幸好对方没有什么非分之想。她其实觉得,宝来这样待在庄子里是最好的安排了,既解了他无处可去的窘境,自己又可以给他安身之所以此来报答他的救命之恩。
两全其美。
心里压着的事儿没了,瑟瑟眉梢舒展,打趣来喜发誓的手指不标准,跟着笑闹了一会儿。
眉眼弯弯,丝毫没有觉察到某人直勾勾的视线。
旁边孟嬷嬷的心情也不错,因为她好久没见到姑娘这么笑过了。
自从发生了长公主那件事,不,确切的说,是从沈宓找过姑娘,第二日姑娘惊醒那时候开始,她就觉得姑娘有些不对劲。
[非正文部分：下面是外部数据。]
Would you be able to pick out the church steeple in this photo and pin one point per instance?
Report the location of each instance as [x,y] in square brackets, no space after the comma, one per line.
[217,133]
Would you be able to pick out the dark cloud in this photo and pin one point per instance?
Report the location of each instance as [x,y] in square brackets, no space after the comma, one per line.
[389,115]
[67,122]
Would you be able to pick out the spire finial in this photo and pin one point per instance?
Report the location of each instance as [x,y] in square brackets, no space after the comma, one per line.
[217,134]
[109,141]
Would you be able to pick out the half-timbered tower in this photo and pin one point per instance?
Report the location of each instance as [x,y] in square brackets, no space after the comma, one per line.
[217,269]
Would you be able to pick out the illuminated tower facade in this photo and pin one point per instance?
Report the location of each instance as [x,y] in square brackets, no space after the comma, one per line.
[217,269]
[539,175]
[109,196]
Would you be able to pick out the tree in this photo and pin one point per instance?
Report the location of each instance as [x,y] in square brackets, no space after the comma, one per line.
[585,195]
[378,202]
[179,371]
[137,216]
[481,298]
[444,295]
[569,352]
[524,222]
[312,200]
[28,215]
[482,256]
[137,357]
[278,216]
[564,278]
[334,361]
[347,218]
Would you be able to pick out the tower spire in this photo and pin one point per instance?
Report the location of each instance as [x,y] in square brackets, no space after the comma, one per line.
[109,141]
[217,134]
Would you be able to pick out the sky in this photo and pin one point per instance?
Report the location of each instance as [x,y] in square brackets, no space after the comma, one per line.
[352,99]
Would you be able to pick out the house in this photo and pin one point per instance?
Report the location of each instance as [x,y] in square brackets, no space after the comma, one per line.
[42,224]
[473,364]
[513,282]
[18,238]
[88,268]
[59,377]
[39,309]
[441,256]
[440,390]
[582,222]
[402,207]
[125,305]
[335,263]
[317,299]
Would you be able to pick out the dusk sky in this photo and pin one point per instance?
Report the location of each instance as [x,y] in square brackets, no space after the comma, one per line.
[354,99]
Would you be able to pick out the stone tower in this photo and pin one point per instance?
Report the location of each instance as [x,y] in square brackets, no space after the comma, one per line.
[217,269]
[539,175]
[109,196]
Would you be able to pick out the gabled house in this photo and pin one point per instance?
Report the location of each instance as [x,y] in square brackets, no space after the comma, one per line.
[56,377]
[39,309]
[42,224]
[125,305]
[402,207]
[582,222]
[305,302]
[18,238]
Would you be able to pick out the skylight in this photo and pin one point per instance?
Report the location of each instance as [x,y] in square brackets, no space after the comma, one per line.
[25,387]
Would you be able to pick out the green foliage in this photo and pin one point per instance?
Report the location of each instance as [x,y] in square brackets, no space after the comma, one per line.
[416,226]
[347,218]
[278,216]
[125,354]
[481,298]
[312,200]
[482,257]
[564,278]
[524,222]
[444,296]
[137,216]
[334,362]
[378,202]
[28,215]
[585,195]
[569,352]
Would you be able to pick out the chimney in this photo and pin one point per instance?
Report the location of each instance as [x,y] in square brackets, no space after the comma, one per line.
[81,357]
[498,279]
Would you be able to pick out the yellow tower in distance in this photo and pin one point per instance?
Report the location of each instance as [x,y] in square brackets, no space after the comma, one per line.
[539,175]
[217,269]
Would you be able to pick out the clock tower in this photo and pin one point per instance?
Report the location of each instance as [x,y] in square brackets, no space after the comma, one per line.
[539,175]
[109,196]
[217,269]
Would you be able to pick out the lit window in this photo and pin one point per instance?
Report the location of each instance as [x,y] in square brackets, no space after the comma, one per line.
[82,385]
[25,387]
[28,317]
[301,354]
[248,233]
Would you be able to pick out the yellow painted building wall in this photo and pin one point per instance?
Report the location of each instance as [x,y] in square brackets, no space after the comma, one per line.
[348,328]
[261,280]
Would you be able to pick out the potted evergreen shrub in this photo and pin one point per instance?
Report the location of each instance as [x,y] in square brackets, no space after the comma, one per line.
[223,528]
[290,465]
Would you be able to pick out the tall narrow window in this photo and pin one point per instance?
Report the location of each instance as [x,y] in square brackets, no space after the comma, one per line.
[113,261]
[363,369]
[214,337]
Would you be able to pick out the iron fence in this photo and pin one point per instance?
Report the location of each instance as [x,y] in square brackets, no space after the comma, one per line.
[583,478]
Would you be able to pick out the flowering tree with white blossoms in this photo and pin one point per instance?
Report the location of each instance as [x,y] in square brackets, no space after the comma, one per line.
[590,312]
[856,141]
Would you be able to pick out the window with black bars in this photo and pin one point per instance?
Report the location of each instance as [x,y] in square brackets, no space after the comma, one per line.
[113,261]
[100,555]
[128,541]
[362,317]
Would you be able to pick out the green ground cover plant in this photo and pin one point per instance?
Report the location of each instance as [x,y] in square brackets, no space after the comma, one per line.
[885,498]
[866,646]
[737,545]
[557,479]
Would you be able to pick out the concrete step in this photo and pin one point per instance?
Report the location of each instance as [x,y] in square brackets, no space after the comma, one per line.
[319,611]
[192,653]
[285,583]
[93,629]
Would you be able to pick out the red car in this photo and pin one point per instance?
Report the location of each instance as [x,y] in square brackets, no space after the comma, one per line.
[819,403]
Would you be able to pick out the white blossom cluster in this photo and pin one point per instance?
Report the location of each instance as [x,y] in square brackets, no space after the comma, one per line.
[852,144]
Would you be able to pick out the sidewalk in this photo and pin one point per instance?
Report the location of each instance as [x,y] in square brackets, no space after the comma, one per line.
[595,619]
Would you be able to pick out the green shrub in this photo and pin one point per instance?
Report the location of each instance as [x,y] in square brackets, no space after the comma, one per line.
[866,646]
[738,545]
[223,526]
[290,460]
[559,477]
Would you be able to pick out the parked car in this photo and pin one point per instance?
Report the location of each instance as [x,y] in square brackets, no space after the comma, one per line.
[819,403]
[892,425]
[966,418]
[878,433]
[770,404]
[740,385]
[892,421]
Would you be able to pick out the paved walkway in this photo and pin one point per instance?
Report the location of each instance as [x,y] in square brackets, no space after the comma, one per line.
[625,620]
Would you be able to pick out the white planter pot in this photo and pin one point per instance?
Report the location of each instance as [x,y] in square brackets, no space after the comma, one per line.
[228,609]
孟嬷嬷是看着瑟瑟长大的,对瑟瑟的情绪变化再清楚不过,不过她虽然觉得不对劲,但也不会想到瑟瑟是死后重生心境发生了变化,因为任谁都会觉得重生匪夷所思。
她只以为姑娘是受到了打击,这才动不动红眼睛。如今见她展露笑颜,以为她这是从打击里走了出来,也就放下了心。
应是不会再提合离的事了。
笑闹之后,瑟瑟将银钱全部给了嬷嬷。
让她收着。她到是没单独给嬷嬷。之前给过,但嬷嬷不要,瑟瑟就没坚持。她的银钱都是嬷嬷在管着的,若是嬷嬷要用钱,自己拿就是了。
孟嬷嬷活到这个岁数,无儿无女,一心扑在瑟瑟娘亲和瑟瑟身上,瑟瑟把她当自己的长辈,以后自是要为她养老送终的。
外面不知什么时候下起了雪。如柳絮般轻盈,明明没有风,却飘飘洒洒的。
瑟瑟还与他们说,幸好你们回来得早,不然雪下大了,马车会打滑。
但瑟瑟却想错了,这会儿其实是有风的。这不,缓缓的穿堂风,有些冷意,从屋外吹进来。
桌上放着一沓银票,孟嬷嬷正在清点,弄得有些乱,还未清点到的就放得比较随意。
最上面的一张,便被进来的冷风轻轻带起,过桌角,然后打着旋儿的往下掉,掉在了一双缀着珍珠的绣花锦鞋边。